Suppose $m$ is so large such that some $A’_i = A_i + m > A_k$.
$\mathcal{M}$ does not make any comparison between $C_1$ and $C_2$ and thus cannot distinguish between $A’$ and $A$ and will return the same answer for both.
Thus it will err on at least one of the two inputs.

For the Sorting problem

Let $\textsf{Sort}$ be the problem: given an array $A$ of numbers, return the same array but in sorted order $B$ such that $B_1 < B_2 < \dots < B_n$.

Theorem. Any algorithm solving $\textsf{Sort}$ has runtime $\ge \log(n!)$ by the comparison model.

Proof. Suppose there exists an algorithm $\mathcal{M}$ which solves $\textsf{Max}$ in time $< n - 1$ with the comparison model.

Let the set $U$ be the set of all the possible permutated inputs of the indices of $A$.
- Note that the size of $U$ is $n!$.
Let $U_i$ be the number of valid inputs consistent with the previous $i$ comparisons made by the algorithm.
- Let $U_{i, A_j < A_k}$ be the subset of $U_i$ where $A_j < A_k$.
- Let $U_{i, A_j \ge A_k}$ be the subset of $U_i$ where $A_j \ge A_k$.
- The adversary should respond to “Is $A_j < A_k$?” such that

$U_{i+1} = \begin{cases} U_{i, A_j < A_k} & \text{if $\|U_{i, A_j < A_k}\| \ge \|U\|/2 $ } & \text{(YES)}\\ U_{i, A_j \ge A_k} & \text{if $\|U_{i, A_j \ge A_k}\| \ge \|U\|/2 $ } & \text{(NO)} \end{cases}$

This ensures that on each round $U_{i+1}$ is no less than half the size of $U_i$.
1. After any $m < \log(n!)$ rounds of comparisons, the size $U_{m}$ is more than 1.
For any two inputs $A, A’ \in U_m$, the algorithm $\mathcal{M}$ will not be able to distinguish between them and will return the same answer.
This answer will be wrong for at least one of the two inputs $A, A’$.

For the connected graph problem

Let $\textsf{Conn}$ be the problem: given an graph $G$ of size $n$ nodes, determine if the graph is connected.

Theorem.
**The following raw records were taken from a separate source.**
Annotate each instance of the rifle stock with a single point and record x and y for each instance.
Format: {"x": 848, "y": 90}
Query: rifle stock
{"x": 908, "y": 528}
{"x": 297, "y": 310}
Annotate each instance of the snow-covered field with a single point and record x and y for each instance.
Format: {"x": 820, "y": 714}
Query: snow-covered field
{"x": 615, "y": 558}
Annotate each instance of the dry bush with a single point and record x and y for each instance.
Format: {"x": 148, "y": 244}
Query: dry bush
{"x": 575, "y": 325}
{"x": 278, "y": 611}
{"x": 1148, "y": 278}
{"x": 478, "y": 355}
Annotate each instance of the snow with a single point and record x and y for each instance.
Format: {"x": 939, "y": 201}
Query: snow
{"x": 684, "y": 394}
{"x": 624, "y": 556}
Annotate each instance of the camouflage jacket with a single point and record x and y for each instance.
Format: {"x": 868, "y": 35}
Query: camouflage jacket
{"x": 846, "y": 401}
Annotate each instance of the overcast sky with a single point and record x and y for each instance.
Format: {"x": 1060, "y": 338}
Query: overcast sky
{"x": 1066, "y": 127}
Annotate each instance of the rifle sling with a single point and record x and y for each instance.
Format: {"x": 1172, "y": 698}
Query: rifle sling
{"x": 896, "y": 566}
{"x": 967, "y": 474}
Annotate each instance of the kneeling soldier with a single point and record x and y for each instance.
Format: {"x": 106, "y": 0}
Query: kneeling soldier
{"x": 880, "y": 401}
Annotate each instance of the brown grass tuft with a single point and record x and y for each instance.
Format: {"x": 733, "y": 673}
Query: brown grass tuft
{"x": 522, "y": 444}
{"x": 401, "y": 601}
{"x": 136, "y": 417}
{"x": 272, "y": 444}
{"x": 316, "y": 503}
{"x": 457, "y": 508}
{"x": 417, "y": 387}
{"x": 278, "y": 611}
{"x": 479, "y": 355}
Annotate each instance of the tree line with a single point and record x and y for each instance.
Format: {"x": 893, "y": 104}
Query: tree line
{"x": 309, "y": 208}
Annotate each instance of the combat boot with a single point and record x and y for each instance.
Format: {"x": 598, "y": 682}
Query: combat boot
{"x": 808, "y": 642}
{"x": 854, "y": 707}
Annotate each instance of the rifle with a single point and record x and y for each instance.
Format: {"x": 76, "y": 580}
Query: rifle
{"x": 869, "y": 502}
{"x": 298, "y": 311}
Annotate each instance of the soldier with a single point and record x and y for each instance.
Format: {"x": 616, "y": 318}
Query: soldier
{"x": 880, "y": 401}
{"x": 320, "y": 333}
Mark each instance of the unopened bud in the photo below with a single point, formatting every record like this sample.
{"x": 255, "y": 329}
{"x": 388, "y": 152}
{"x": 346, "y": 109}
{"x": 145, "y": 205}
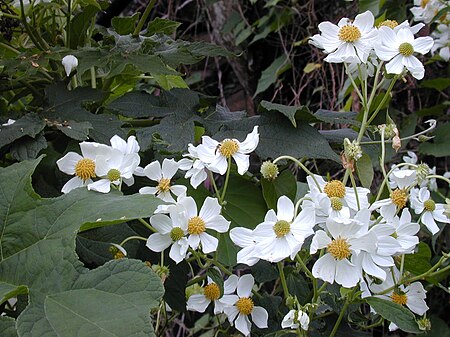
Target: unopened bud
{"x": 269, "y": 170}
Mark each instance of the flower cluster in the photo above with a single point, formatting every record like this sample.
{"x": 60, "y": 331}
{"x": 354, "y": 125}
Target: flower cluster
{"x": 359, "y": 41}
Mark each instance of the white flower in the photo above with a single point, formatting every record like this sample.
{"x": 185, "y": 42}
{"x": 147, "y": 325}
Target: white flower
{"x": 398, "y": 48}
{"x": 347, "y": 41}
{"x": 198, "y": 222}
{"x": 171, "y": 231}
{"x": 113, "y": 169}
{"x": 244, "y": 238}
{"x": 346, "y": 240}
{"x": 126, "y": 147}
{"x": 441, "y": 41}
{"x": 9, "y": 122}
{"x": 196, "y": 169}
{"x": 69, "y": 62}
{"x": 430, "y": 211}
{"x": 163, "y": 176}
{"x": 295, "y": 318}
{"x": 244, "y": 306}
{"x": 83, "y": 167}
{"x": 216, "y": 155}
{"x": 281, "y": 235}
{"x": 211, "y": 293}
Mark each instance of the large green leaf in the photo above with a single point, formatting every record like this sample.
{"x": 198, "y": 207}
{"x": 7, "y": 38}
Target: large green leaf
{"x": 394, "y": 313}
{"x": 37, "y": 251}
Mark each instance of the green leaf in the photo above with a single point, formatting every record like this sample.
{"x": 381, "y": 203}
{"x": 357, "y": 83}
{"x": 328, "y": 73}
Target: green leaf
{"x": 80, "y": 24}
{"x": 271, "y": 73}
{"x": 419, "y": 262}
{"x": 63, "y": 294}
{"x": 439, "y": 147}
{"x": 292, "y": 112}
{"x": 64, "y": 105}
{"x": 365, "y": 170}
{"x": 394, "y": 313}
{"x": 125, "y": 25}
{"x": 439, "y": 84}
{"x": 27, "y": 148}
{"x": 161, "y": 26}
{"x": 8, "y": 327}
{"x": 284, "y": 184}
{"x": 29, "y": 125}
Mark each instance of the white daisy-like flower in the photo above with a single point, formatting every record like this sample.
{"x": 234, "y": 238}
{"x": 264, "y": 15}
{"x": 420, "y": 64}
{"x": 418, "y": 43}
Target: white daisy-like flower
{"x": 348, "y": 41}
{"x": 126, "y": 147}
{"x": 216, "y": 155}
{"x": 398, "y": 48}
{"x": 404, "y": 231}
{"x": 163, "y": 175}
{"x": 295, "y": 318}
{"x": 441, "y": 38}
{"x": 82, "y": 166}
{"x": 244, "y": 238}
{"x": 198, "y": 222}
{"x": 346, "y": 240}
{"x": 430, "y": 211}
{"x": 69, "y": 62}
{"x": 426, "y": 10}
{"x": 243, "y": 307}
{"x": 114, "y": 169}
{"x": 171, "y": 232}
{"x": 281, "y": 235}
{"x": 194, "y": 167}
{"x": 211, "y": 293}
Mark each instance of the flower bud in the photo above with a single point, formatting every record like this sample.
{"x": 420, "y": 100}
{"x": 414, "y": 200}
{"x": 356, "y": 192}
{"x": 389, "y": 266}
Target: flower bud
{"x": 269, "y": 170}
{"x": 69, "y": 62}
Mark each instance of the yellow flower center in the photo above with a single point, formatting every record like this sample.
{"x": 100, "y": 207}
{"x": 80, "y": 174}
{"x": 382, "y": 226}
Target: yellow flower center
{"x": 85, "y": 169}
{"x": 245, "y": 305}
{"x": 399, "y": 298}
{"x": 334, "y": 188}
{"x": 399, "y": 198}
{"x": 212, "y": 291}
{"x": 164, "y": 185}
{"x": 406, "y": 49}
{"x": 389, "y": 23}
{"x": 429, "y": 205}
{"x": 113, "y": 175}
{"x": 176, "y": 234}
{"x": 349, "y": 33}
{"x": 339, "y": 249}
{"x": 281, "y": 228}
{"x": 196, "y": 225}
{"x": 228, "y": 147}
{"x": 336, "y": 203}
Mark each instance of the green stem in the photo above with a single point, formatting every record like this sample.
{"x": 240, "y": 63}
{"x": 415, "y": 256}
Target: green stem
{"x": 283, "y": 280}
{"x": 141, "y": 22}
{"x": 146, "y": 224}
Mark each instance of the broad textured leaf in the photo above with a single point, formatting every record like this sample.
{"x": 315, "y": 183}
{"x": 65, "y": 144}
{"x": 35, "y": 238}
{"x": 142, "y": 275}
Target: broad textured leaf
{"x": 161, "y": 26}
{"x": 393, "y": 312}
{"x": 29, "y": 125}
{"x": 27, "y": 148}
{"x": 64, "y": 106}
{"x": 271, "y": 73}
{"x": 294, "y": 113}
{"x": 284, "y": 184}
{"x": 37, "y": 250}
{"x": 125, "y": 25}
{"x": 439, "y": 145}
{"x": 337, "y": 117}
{"x": 365, "y": 170}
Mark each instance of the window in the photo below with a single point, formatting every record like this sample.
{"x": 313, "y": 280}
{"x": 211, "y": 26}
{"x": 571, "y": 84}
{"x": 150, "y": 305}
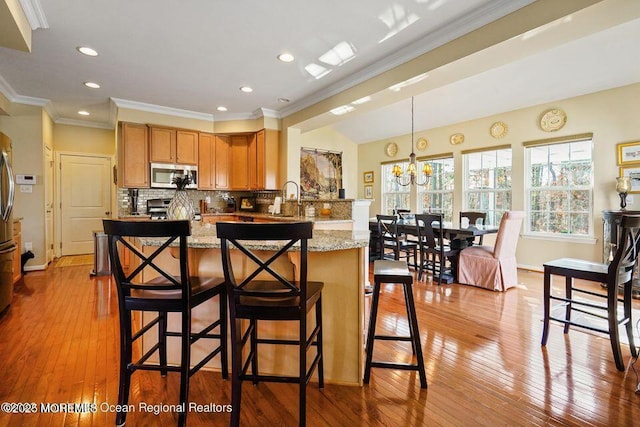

Any algorithm solving $\textsf{Conn}$ has runtime $\ge {n \choose 2}$ by the query model (each query = one time unit).

Proof. Suppose there exists an algorithm $\mathcal{M}$ which solves $\textsf{Conn}$ in time $L < {n \choose 2}$ with the query model.

[Can omit]
Let graph $G$ be the input graph of $n$ nodes.
- Each query (Is G[i] connected to G[j]?) takes one time unit
- For each pair (i,j), suppose the adversary responds
  - YES if G[i] and G[j] are already connected based on the previous answers
  - YES if it is the last unqueried pair of G[i] with another node (i.e. an edge is added here)
  - NO otherwise
- After $L$ queries, at least one pair of nodes is left unqueried.
- Suppose in $G$ all the remaining unqueried pairs do not have an edge between them.
- Let $G’$ be the graph such that the remaining unqueried pairs are connected by an edge.
$\mathcal{M}$ cannot distinguish between $G, G’$.
- By definition $G’$ is connected.
- $G$ is not connected.
  - Suppose $G$ is connected, and $i, j$ was never queried by $\mathcal{M}$. We claim there is a path between $i, j$. There must then be some edge $i, i’$ and $j, j’$. This means that an edge $i, i’$ was confirmed even though $i’$ was not the last unqueried paired node for $i$. Contradiction. [Crappy explanation but pls]
- As such $\mathcal{M}$ will err on at least one of the inputs.